6. The most obvious manifestations of Spirit include the following feelings in your bosom. Watch, in particular, for these: (1) warmth, (2) the rise and fall of your diaphragm in connection with the breath of life, (3) a spreading stillness, (4) a recession of your need, like the tide going out, to compulsively impose your will on the course of the day and on the people you’ll meet, (5) a willingness to, in general, pay attention and serve, and (6) the distinct impression that you are, in fact, regardless of circumstance, alive.

7. Learn how to pay attention to the Spirit in this same way throughout the day, as often as your able, whatever you’re doing. This is called “praying always.” The extension of this attentive, prayerful listening into the business of your daily life is the sum and substance of “conversion.”

1 comment:

  1. Most LDS have a testimony by the method of the Holy Ghost, as it’s called. They haven’t seen Jesus Christ or God in their own personal first vision. On the other hand, Joseph Smith did witness to the world that he had beheld God the Father and his son Jesus Christ. Every LDS apostle since him has been called as a "special witness." Since members aren't special witnesses, they must rely on trusting that the 12 apostles (actually 15, counting the first presidency) have seen and witnessed the reality of God. Instead, lay members must trust and verify using the method of the Holy Ghost, which is given in the LDS scripture.

    D&C 9:8-9 “Study it out in your mind; then you must ask me if it be right, and if it is right I will cause that your bosom shall burn within you; therefore, you shall feel that it is right. But if it be not right you shall have no such feelings, but you shall have a stupor of thought that shall cause you to forget the thing which is wrong.”

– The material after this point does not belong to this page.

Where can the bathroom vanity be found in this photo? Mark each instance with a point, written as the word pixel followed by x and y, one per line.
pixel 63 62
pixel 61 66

    The burning bosom is well known in LDS circles, and most members feel it is unique to them. However, other people the world over have felt a burning heart and enlightened mind when studying and pondering or meditating over their particular doctrines. Just like the Mormons, the Hindus have the chakras, some of which have manifestations of elation, lifting and pure knowledge while meditating. For example, during meditation/mantra recitation (prayer), a flame is felt inside of the heart (part of the heart chakra), from which the mantra rings out; and this cooperates with the brow and crown (mind) chakras for realizing the "Clear Light". Islam has the "hajj experience" and Islamic transformation that are essentially just as strong or stronger than the Mormon burning, as exampled by those who feel so emboldened as to commit suicide for their testimony. Other Christian churches have spiritual manifestations in feelings, tongues and miracles.

    So if Hindus can have a heart chakra about polytheistic gods like Vishnu that burns so bright and large it feels like a flaming basketball, and if an Islamic fundamentalist can feel so sure of his bosom swelling experience making him willing to detonate himself, how sure can I be that my experience is truth and the Hindu's is false?

    If the Holy Ghost method is working in all various world religions and testifying of contradictory beliefs, then what can I trust? Mormons are sure their experiences are more real, their special witnesses more trustworthy. After all, the apostles have literally seen Jesus, right?

    Without belaboring it, it has become a well documented fact that there is credible and frustrating controversy surrounding claims made by Joseph Smith, regarding the first vision, how he translated the Book of Mormon and the Book of Abraham, and how he practiced plural marriage with teens and married women. However, most members dismiss them because they feel strongly that the history is muddled with discrepancies that they feel leaves them a gap large enough to allow the Holy Ghost to work through. The muddle is a way for God to test their faith.

    If I have to muddle through my own church's history, how can I claim my faith is better than the muddled history and faith of Hindus or Muslims or other Christians? If my burning bosom is no more powerful than the heart chakra, the hajj or the burning tongue/flame of other religions, how can I feel secure that the muddled Mormon history is really witnessed by the Holy Ghost? All of my elated, out-of-body spiritual experiences included, I'm not that special. And neither are the 15 special witnesses.